I also had a chance to ride in a race prep-ed Miata but with a stock engine. The instructor said there is a sepcial name / class for this Miata but I forgot what it was. Anyways, it's truely amazing to ride in car with maybe 150hp, but passing M cars left and right. I think the instructor even held off an M5. Another concept drilled into my head - it's the driver, not the car, that makes the difference.

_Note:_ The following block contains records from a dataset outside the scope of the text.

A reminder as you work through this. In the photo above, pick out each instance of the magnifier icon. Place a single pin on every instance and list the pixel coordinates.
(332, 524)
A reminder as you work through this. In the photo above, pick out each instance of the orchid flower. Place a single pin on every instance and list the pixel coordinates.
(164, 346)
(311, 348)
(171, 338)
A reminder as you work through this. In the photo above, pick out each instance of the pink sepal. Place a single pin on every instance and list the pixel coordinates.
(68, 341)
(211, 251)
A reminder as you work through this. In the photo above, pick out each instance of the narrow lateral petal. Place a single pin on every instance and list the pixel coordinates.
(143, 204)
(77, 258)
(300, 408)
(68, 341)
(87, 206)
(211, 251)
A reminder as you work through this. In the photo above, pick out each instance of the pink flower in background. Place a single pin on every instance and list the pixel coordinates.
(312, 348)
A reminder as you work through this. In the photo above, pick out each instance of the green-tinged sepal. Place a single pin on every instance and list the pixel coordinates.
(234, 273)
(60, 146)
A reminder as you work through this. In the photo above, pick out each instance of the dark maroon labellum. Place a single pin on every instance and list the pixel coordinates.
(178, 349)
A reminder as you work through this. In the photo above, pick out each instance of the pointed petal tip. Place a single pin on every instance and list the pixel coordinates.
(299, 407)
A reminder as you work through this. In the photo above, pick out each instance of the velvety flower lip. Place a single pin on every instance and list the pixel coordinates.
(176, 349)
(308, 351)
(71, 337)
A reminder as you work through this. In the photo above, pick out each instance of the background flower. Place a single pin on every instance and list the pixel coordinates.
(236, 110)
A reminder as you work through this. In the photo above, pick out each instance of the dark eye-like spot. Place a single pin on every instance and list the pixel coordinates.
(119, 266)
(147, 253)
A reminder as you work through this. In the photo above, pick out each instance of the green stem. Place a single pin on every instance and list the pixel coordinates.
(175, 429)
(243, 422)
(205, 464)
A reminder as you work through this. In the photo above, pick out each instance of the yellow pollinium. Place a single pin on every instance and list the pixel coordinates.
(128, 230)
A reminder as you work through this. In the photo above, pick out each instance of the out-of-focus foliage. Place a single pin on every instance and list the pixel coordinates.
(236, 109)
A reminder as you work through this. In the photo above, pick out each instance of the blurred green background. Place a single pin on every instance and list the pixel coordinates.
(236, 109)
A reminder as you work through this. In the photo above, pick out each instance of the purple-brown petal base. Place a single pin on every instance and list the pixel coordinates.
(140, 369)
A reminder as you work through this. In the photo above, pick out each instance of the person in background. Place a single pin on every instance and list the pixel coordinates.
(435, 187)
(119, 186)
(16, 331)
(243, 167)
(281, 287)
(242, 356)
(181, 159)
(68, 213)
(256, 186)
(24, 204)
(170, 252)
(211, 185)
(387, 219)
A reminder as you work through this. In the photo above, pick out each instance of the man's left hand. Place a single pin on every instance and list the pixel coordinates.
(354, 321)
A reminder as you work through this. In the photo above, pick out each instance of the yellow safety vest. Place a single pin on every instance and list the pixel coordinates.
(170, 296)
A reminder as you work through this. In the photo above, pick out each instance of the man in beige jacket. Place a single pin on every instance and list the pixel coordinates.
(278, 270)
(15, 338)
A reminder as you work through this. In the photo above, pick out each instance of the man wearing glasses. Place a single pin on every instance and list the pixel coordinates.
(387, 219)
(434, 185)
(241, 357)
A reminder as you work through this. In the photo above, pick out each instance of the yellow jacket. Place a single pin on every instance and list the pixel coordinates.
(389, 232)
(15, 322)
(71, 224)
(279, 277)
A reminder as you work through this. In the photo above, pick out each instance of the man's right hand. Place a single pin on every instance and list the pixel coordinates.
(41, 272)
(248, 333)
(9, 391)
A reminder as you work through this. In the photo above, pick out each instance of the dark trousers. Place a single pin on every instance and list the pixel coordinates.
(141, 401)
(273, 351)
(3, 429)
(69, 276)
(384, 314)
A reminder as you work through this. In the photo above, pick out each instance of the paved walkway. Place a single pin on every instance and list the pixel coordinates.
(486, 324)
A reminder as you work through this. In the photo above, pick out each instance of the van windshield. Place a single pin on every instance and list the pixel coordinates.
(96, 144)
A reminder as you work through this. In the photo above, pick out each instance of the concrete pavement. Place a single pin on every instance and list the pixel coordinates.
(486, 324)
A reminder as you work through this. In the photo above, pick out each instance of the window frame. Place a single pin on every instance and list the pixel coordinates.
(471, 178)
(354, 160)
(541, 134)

By the way, I had the chance to meet with Stuka and Raffi. Seems like you guys made it back allright. How long did it take you guys to get back? I hope it's not 9 hours?


----------



## Raffi (May 18, 2002)

Galun said:


> *I also had a chance to ride in a race prep-ed Miata but with a stock engine. The instructor said there is a sepcial name / class for this Miata but I forgot what it was. Anyways, it's truely amazing to ride in car with maybe 150hp, but passing M cars left and right. I think the instructor even held off an M5. Another concept drilled into my head - it's the driver, not the car, that makes the difference.*


They're called Spec Miatas. You are correct that the driver makes a big difference. A track junkie who shall remain nameless was able to pass each E46 M3 in his run group during each session (except those driven by instructors, of course), with his lowly 225hp 330ci! :bigpimp:



> * By the way, I had the chance to meet with Stuka and Raffi. Seems like you guys made it back allright. How long did it take you guys to get back? I hope it's not 9 hours?  *


It was nice meeting you. I am glad to see you had fun and learned to enjoy your BMW! Yes, slow is fast. But our trip back was toooooo slow!  We left at 5 and got back in town at midnight - including a half hour stop for gas and food. I was beat this morning.


----------



## Chris330Ci (Jan 23, 2002)

Galun said:


> * In the last run, I thought I was driving a lot slower than I did - it just felt that way. However, upon reviewing my in car videos afterwards, I found out that I shaved off about 10 seconds compared to my earlier runs. It turns out that I was driving a lot smoother so it felt slow, but in reality I was going a lot faster. *


I'm right there with you. During one of my laps at CMP the other weekend, my instructor started laughing. I was like 'What's so funny..?!' He said 'Man, you are driving so much faster than you were yesterday it's not even funny.' At the time I didn't really believe him because like you, I felt I was driving much slower. Then going back and looking at my videos, each lap time consistently decreased. Not that I was going for times, but that is how I break down my videos, by lap. So, it was very easy to notice any differences. Slow in, fast out!


----------



## Raffi (May 18, 2002)

*Re: Re: Random Thoughts about Sears Point weekend*



Chris330Ci said:


> *
> 
> Slow in, fast out! *


That is THE key! :thumbup:


----------